上図の右側は65〜89歳の高齢者の結果です。
高齢者の方が血圧上昇によるリスクが高そうな印象ですが、意外なことに実際は高血圧による死亡リスクはあまり上昇しておらず、若年者よりフラットな傾向が見られます。
II度以上(160/100 mmHg以上)の高血圧でも、死亡リスクの上昇は〜中等度にとどまっています。
これは、高齢者では他の要因(がん、肺炎など感染症、腎機能低下、加齢そのもの)が影響しており、血圧単独では死亡リスクが判断しづらいことを示唆しています。
➡ 高齢者の血圧管理では「厳しすぎず、ゆるすぎず」が大切。全身の状態を見て個別に対応し、無理なく最も脳心血管疾患リスクの低い130/80mmHg未満を目指しましょう。
② 降圧目標を年齢によらず130/80mmHg未満(診察室血圧)、125/75mmHg未満(家庭血圧)
これまでのガイドラインでは年齢や持病の有無によって、目指すべき血圧の数値が細かく設定されていました。
| 対象 | 目標血圧(診察室) |
| 75歳未満 | 130/80mmHg未満 |
| 75歳以上 | 140/90mmHg未満(ただし体調に応じて調整) |
| 糖尿病・腎臓病(蛋白尿陽性) | 130/80mmHg未満を目指す |
高齢者でも**“安全に下げられるなら”130/80mmHg未満を目指す**という柔軟な姿勢が取られていました。
↓
今年のガイドラインから、降圧目標を年齢によらず130/80mmHg未満(診察室血圧)、125/75mmHg未満(家庭血圧)としています。
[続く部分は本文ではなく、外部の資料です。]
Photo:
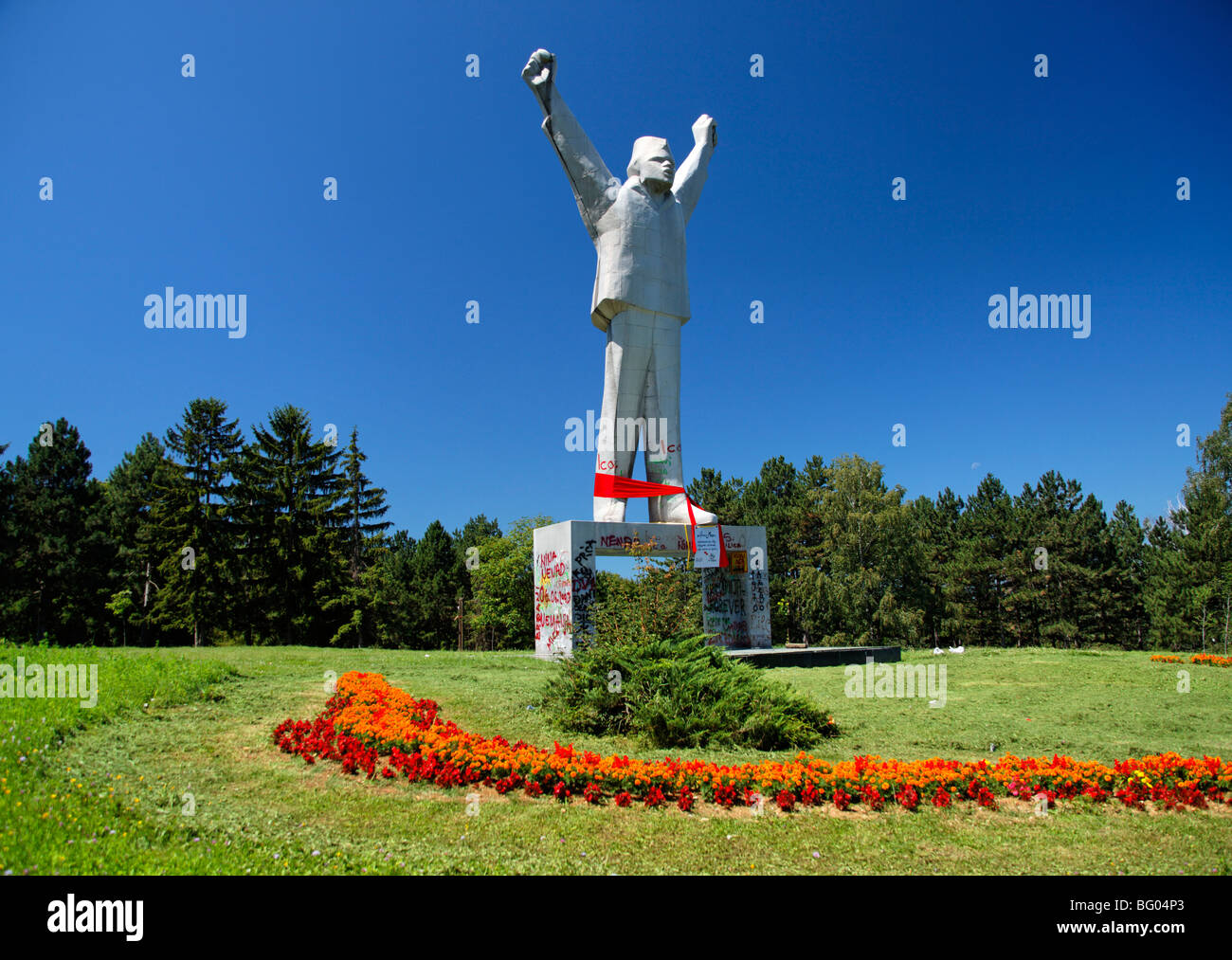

ただし、やみくもに下げるのではなく、特に高齢者は個別状況を考慮し、有害事象や副作用に注意しながら降圧することとしています。

③ 生活習慣の見直しが「治療の柱」に
減塩が最も重要ですが、その他野菜摂取・肥満予防・十分な睡眠・運動・禁煙・節酒などの生活習慣改善が、薬よりも先に取り組むべき大切な治療とされています。血圧が130/80を超えたらまずは生活習慣の見直しを行いましょう。
特に、1日6g未満の減塩が明記され、「減塩は薬と同じくらい効く」とされています。
☑ 減塩のポイント:カロリーも多くなりがちな外食や加工食品を控え、だしやお酢、香辛料(スパイス、ハーブ)をうまく活用して塩分を減らしましょう。